Aumento de gastos beneficiaria os mais ricos, diz economista da USP

DA REPORTAGEM LOCAL

Naércio Aquino Menezes Filho, economista, especialista em educação e professor da Faculdade de Economia e Administração da USP, diz que não adianta o governo gastar mais "porque vai gastar com a classe média e com a alta".
"O governo está subsidiando a educação dos filhos das pessoas mais ricas. Isso me parece claramente errado num país com necessidades de melhorar a qualidade do ensino básico", diz Menezes Filho, autor de trabalhos em parceria com Marcos Lisboa, secretário de Política Econômica. (JD)

Folha - O Brasil gasta o suficiente com a área social, mas gasta mal?
Naércio Aquino Menezes Filho
- É basicamente isso. O gasto social é mal focalizado. Muito do que se gasta no Brasil acaba sendo apropriado pela classe média e pela classe alta. Não só os gastos sociais, como várias políticas econômicas do governo acabam sendo apropriadas pela classe média em termos históricos. Isso fica mais grave no caso social porque esses recursos deveriam ir claramente para os mais pobres.
No Brasil, a distribuição de renda é tão ruim que uma pessoa que está na metade [do quadro de distribuição de renda] ganha em torno do R$ 350. Classe média depende muito dessa definição. Não é o que a gente está acostumado a chamar de classe média. Na verdade, pessoas que ganham mais de R$ 1.500 já estão na elite. Isso causa confusão quando se diz que está gastando para os ricos.

Folha - Mas limitar as deduções com Imposto de Renda não prejudica a classe média? Pode sobrecarregar ainda serviços públicos.
Menezes Filho
- Pessoas de classe média alta preferem pôr seus filhos na educação privada. Essas pessoas estão gastando com educação, e o governo permite que seja descontado do IR. É como se o Estado financiasse uma parcela dos gastos com educação da classe alta. Ele reforça a manutenção da desigualdade de renda assim.
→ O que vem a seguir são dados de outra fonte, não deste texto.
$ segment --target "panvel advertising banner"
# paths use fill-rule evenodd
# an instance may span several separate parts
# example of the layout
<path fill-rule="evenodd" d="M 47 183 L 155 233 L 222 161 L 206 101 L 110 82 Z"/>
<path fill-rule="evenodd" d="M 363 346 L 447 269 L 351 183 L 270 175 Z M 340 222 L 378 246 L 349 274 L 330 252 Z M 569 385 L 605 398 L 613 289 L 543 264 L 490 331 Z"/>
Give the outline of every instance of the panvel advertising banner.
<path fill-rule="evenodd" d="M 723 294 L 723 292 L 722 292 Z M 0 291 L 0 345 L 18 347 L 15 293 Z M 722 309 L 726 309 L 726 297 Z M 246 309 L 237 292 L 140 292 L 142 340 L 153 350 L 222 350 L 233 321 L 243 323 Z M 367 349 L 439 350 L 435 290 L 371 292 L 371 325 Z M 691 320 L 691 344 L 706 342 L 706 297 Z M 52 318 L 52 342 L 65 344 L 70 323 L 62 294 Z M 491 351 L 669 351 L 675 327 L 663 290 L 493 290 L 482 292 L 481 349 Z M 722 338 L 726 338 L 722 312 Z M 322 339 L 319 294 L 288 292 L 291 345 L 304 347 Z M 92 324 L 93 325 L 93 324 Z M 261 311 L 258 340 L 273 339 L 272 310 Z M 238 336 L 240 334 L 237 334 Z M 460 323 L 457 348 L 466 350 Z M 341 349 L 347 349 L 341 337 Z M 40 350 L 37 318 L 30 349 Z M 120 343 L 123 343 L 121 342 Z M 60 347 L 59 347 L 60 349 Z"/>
Folha - Os gastos com ensino superior servem a uma minoria?
Menezes Filho
- Os gastos do Brasil com ensino superior são elevados em comparação com outros países do mesmo nível de desenvolvimento e em comparação com o que se gasta com o ensino básico e o ensino médio. É uma questão de prioridade.
Realmente é complicado você gastar recursos com estudantes que claramente são o pessoal do topo da distribuição de renda. Os mais pobres não chegam à universidade pública. O governo está subsidiando a educação dos filhos das pessoas mais ricas. Isso me parece claramente errado num país com necessidades de melhorar a qualidade do ensino básico. Sou a favor de um sistema de cotas em que parte das vagas seria destinada a estudantes de escolas públicas durante todo o ensino médio. Os pais da classe média iriam preferir que os seus filhos estudassem na escola pública.
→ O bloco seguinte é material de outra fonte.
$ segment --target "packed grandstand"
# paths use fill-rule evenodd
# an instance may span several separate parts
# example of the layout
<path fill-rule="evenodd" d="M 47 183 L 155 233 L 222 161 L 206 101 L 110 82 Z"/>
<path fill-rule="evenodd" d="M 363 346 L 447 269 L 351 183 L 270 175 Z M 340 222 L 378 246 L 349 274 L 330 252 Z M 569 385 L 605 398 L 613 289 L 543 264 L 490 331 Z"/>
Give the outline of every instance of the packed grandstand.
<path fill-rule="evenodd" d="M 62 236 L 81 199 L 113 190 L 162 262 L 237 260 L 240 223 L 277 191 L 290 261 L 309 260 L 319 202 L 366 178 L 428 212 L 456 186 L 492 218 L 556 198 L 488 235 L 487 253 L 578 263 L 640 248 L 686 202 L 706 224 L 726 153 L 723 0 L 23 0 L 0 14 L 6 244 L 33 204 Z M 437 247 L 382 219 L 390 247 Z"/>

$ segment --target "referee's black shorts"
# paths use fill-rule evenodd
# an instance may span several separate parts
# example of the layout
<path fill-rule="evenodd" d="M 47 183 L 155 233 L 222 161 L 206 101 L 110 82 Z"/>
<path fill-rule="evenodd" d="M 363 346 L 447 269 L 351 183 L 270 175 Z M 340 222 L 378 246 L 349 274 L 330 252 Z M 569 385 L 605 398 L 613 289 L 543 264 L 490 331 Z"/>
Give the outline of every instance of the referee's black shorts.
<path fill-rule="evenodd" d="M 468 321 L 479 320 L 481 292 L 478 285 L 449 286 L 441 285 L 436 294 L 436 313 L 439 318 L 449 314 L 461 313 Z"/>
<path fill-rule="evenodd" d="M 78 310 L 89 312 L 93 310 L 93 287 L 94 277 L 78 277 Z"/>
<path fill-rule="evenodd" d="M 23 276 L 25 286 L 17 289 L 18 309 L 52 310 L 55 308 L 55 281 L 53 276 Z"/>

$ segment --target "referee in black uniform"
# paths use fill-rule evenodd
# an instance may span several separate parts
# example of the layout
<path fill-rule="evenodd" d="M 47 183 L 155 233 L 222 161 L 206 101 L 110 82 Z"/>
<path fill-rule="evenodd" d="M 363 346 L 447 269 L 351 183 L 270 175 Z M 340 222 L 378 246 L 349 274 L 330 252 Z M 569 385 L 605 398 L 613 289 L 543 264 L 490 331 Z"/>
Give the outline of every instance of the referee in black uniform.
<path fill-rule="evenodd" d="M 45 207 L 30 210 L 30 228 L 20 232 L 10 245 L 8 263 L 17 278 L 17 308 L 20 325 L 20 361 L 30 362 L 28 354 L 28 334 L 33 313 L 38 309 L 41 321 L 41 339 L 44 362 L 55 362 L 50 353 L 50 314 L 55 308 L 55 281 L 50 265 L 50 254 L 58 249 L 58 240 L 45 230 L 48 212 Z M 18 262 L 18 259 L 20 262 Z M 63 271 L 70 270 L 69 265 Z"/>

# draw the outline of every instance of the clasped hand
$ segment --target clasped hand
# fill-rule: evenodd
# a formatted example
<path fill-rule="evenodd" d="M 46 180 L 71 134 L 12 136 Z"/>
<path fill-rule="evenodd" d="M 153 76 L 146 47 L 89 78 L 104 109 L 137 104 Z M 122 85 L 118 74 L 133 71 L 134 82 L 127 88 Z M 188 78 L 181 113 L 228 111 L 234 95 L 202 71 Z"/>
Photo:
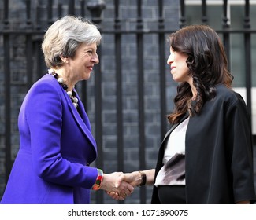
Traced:
<path fill-rule="evenodd" d="M 135 175 L 133 173 L 115 172 L 104 174 L 101 189 L 105 190 L 112 199 L 124 200 L 126 196 L 133 192 L 134 187 L 138 185 Z"/>

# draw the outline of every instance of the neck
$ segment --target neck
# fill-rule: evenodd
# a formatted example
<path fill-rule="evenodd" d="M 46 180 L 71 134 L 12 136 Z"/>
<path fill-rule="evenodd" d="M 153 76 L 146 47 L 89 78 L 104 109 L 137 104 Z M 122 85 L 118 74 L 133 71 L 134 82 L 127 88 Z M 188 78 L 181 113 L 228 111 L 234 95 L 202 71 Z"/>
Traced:
<path fill-rule="evenodd" d="M 52 68 L 52 70 L 58 75 L 59 78 L 63 79 L 63 83 L 68 86 L 68 91 L 72 91 L 75 87 L 75 83 L 72 82 L 69 74 L 66 73 L 62 68 L 55 69 Z"/>

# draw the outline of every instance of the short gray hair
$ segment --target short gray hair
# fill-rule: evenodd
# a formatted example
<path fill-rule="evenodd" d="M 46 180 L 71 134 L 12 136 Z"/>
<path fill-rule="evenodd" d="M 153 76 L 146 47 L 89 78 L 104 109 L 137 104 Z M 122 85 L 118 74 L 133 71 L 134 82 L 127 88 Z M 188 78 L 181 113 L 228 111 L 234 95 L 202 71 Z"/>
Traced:
<path fill-rule="evenodd" d="M 48 68 L 63 64 L 60 56 L 72 58 L 81 44 L 100 43 L 102 36 L 98 28 L 90 20 L 65 16 L 55 21 L 46 31 L 42 50 Z"/>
Folha - Alguns economistas questionam o gasto com despesas financeiras em comparação com gastos sociais.
Menezes Filho
- As despesas financeiras são os juros da dívida. Como você vai parar de pagar? Só se estiverem propondo o calote.
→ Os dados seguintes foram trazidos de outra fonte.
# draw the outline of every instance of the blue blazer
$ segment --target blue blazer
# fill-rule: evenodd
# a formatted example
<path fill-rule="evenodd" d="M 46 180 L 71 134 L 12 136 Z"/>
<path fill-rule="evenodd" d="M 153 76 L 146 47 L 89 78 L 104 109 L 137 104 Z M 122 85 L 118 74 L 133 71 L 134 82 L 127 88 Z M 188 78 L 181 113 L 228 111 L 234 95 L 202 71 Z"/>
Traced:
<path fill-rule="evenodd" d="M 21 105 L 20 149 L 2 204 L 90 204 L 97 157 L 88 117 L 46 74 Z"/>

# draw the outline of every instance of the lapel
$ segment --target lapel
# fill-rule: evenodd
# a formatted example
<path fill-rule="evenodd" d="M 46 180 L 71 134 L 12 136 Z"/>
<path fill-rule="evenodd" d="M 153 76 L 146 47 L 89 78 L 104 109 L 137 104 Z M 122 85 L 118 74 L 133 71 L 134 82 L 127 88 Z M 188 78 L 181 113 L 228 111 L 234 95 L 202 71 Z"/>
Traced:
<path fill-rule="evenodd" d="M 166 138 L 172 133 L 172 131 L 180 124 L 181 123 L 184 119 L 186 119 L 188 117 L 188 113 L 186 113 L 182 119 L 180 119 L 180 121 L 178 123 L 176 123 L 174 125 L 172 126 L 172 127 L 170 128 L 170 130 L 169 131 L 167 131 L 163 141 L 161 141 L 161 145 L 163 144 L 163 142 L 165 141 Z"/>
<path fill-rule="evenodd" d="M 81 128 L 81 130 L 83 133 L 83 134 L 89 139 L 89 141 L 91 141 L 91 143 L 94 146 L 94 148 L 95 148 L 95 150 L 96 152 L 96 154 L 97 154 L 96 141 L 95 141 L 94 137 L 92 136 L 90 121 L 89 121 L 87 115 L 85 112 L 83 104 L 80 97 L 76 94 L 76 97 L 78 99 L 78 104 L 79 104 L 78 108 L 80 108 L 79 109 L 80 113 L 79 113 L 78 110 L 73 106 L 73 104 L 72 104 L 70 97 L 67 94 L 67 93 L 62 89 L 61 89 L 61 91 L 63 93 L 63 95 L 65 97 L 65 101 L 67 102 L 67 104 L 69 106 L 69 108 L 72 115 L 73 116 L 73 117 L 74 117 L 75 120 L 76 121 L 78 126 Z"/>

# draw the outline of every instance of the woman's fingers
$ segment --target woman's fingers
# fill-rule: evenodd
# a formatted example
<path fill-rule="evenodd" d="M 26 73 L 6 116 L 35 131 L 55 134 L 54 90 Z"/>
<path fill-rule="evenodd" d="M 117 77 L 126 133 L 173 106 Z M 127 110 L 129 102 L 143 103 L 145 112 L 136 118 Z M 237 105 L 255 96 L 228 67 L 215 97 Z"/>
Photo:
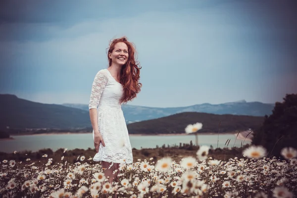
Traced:
<path fill-rule="evenodd" d="M 103 140 L 103 139 L 102 139 L 102 140 L 101 141 L 101 143 L 102 143 L 103 146 L 105 147 L 105 143 L 104 143 L 104 141 Z"/>
<path fill-rule="evenodd" d="M 96 145 L 95 146 L 95 148 L 96 148 L 96 152 L 98 153 L 98 152 L 99 151 L 99 144 L 96 144 Z"/>

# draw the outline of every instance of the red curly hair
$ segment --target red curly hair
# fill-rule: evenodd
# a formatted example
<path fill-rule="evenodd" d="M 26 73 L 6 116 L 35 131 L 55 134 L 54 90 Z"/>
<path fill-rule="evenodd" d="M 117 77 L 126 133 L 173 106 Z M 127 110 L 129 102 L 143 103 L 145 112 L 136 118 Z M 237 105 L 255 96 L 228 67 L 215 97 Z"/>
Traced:
<path fill-rule="evenodd" d="M 108 54 L 114 50 L 114 46 L 119 42 L 122 42 L 128 47 L 128 57 L 126 64 L 122 66 L 120 74 L 120 83 L 123 85 L 124 94 L 120 100 L 120 103 L 127 103 L 132 100 L 141 91 L 142 84 L 139 81 L 140 69 L 139 62 L 136 60 L 136 51 L 135 46 L 132 43 L 128 41 L 126 37 L 115 39 L 109 44 L 107 58 L 109 67 L 111 65 L 111 59 L 108 57 Z"/>

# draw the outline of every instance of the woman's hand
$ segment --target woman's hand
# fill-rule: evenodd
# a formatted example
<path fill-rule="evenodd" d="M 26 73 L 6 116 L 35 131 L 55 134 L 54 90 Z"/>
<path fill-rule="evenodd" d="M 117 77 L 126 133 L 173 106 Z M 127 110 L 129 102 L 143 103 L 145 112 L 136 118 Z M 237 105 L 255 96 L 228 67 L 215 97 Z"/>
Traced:
<path fill-rule="evenodd" d="M 105 147 L 105 143 L 104 143 L 101 134 L 99 131 L 94 131 L 94 146 L 95 147 L 96 152 L 97 153 L 99 151 L 99 146 L 100 145 L 100 143 L 102 143 L 103 147 Z"/>

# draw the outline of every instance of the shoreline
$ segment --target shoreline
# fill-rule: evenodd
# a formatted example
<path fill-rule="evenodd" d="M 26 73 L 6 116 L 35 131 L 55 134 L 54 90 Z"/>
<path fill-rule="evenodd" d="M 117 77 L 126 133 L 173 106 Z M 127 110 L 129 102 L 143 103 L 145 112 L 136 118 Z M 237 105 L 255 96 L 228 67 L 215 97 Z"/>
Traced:
<path fill-rule="evenodd" d="M 0 139 L 0 140 L 14 140 L 14 138 L 11 136 L 49 136 L 52 135 L 70 135 L 70 134 L 92 134 L 93 133 L 71 133 L 71 132 L 61 132 L 61 133 L 41 133 L 41 134 L 13 134 L 11 135 L 11 137 L 9 138 Z M 217 135 L 217 133 L 198 133 L 198 135 Z M 234 135 L 237 134 L 237 132 L 227 132 L 227 133 L 222 133 L 219 134 L 220 135 Z M 129 136 L 194 136 L 195 134 L 187 134 L 187 133 L 181 133 L 181 134 L 129 134 Z M 239 136 L 238 137 L 238 139 L 239 139 Z"/>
Folha - E diminuir o superávit?
Menezes Filho
- Também é complicado. Foi a credibilidade gerada por esse superávit que permitiu a redução do risco-país, a estabilização da economia e da inflação. Agora estamos em vias de crescimento, potencialmente em taxas razoáveis. É lógico que se gasta muito com juros. Ninguém quer que um país em desenvolvimento com necessidades gaste tanto de seus recursos pagando juros de dívidas passadas. Mas acho inevitável. Tem de fazer com que o gasto social chegue aos mais pobres. Não adianta gastar mais efetivamente, porque vai gastar com a classe média e com a alta. Não é papel do governo fazer isso.

Folha - O documento não tem um viés excessivamente fiscalista?
Menezes Filho
- Acho que não. Alguns possíveis problemas com o documento estão na fórmula de cálculo. Um peso excessivo nos cálculos de aposentadoria. Ela tem um papel muito importante nos gastos sociais, mas é difícil calcular porque existe uma parcela da aposentadoria que as pessoas contribuem. Ela tem um peso excessivo. Mas esse é um primeiro estudo. Precisamos olhar com mais cuidado como calcular a parcela de aposentadoria que é efetivamente gasto social do governo. Separar o que é contribuição e o que é gasto social é bastante complicado. Não há consenso.